[Andrew Vild, UOW Alumni, Director Project Everest]: Project Everest is an organization that believes in the power of enterprise to solve social issues. So rather than give handouts, if we can create a business within a community that provides a good or service and the inherent operation of that business provides that good or service then it's more sustainable than a handout. And so Project Everest involves University students in developing projects and developing social ventures. And then those social ventures develop and involve into something that generates a profit and that profit will always go back into the communities.
[Andrew Vild, UOW Alumni, Director Project Everest]: Uganda was a completely different experience to anything I've ever experienced, to anything I've ever seen. The poverty is just gut-wrenching.
[Maddison Steele, UOW student, Faculty of Science, Medicine and Health]: Uganda completely blew all in my expectations out of the water. Um I'm not really sure what I was expecting. I think I was expecting like a savanna like no… no greenery or anything. But the one thing that really struck me about Uganda was how green everything was.
[Nicolas Kerr, UOW student, Faculty of Engineering]: So when we were coming in on the plane, it was incredible actually looking at the window. The landscape was entirely green and we were actually coming in near Lake Victoria. So having the greenness and the water there was really special to me, coming from a country background.
[Andrew Vild, UOW Alumni, Director Project Everest]: So essentially our roll when we get onto the ground is just figuring out what the situation, what the situation is. Is there a place for us? Are we going to be doing more damage than good having, you know, eight westernized foreigners walking into a community? And that's why our process is really important of setting up relationships with the chairman of the local councils. Setting up relationships with the local universities so that, you know, local university students can actually take us through the communities. Part of our process is also getting the scientific facts and data on the situation. So actual water testing results. Do they have bacteria in their water? Do they have abnormal levels of nitrates or ammonia or heavy metals?
[Maddison Steele, UOW student, Faculty of Science, Medicine and Health]: So on the program we started off in Kampala which is the capital city. So we went into the slum communities. There we assess the water, the water quality and accessibility there.
[Andrew Vild, UOW Alumni, Director Project Everest]: Working with the communities is the next step once we've identified a problem. And working with them to identify what solution works best for them financially and what solution works best for them culturally. We don't want to go in there and create a 12 month or an 18 month or a five-year solution.
[Andrew Vild, UOW Alumni, Director Project Everest]: When we went over to Uganda, it's a very bureaucratic place. You have to go through a lot of official pathways. And so because of that we were involved with major government ministries, major government organizations, you know, some of the most prestigious universities in Uganda.

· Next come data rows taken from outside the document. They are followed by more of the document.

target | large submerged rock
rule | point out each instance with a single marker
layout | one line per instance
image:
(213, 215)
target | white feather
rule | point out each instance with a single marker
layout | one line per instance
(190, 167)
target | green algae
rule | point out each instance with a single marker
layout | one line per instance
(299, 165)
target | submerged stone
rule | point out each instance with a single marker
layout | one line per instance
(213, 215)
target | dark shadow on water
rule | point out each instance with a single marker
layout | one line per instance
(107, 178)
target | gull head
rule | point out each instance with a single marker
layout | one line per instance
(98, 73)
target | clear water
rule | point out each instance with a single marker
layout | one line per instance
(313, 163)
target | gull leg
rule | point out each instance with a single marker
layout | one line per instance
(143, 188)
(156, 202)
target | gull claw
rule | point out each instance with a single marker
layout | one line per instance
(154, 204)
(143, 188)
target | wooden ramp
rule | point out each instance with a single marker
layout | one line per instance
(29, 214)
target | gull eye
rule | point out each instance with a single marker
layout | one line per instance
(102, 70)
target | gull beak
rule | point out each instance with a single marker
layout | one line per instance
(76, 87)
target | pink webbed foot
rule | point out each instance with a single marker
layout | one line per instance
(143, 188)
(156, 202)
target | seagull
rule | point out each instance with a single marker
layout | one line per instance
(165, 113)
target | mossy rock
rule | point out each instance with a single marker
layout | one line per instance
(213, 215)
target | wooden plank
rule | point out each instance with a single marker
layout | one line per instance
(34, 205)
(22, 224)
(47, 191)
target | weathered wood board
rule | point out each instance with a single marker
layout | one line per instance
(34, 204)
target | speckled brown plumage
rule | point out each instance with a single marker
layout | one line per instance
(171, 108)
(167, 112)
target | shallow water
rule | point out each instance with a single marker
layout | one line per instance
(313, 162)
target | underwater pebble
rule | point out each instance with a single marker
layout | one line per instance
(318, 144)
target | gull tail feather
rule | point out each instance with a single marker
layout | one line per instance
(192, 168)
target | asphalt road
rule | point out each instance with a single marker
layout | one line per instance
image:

[Maddison Steele, UOW student, Faculty of Science, Medicine and Health]: And the reason why I decide to go in this program, it wasn't so much to get the professional experience that engineering students can get, it was more, um it was more to develop skills that I couldn't get in my lecture halls. I learned how to hold a business meeting. I learned how to pitch a business idea to a board, to an individual. I learnt how to have better leadership skills. I learned how to work in a team in quite a different circumstance, like in a just intense circumstance.
[Nicolas Kerr, UOW student, Faculty of Engineering]: The kind of student that should get involved in this project is someone that's looking for a meaningful act. To undertake this program is more than just volunteering. It's more than just positive sustainable impact. It's about personal and professional development.
[Andrew Vild, UOW Alumni, Director Project Everest]: The kind of students that we're just looking for are the ones that have the attitude that they want to make an impact. They want to make a difference and that they're prepared to learn whatever it is they need to do to actually yeah get the job done.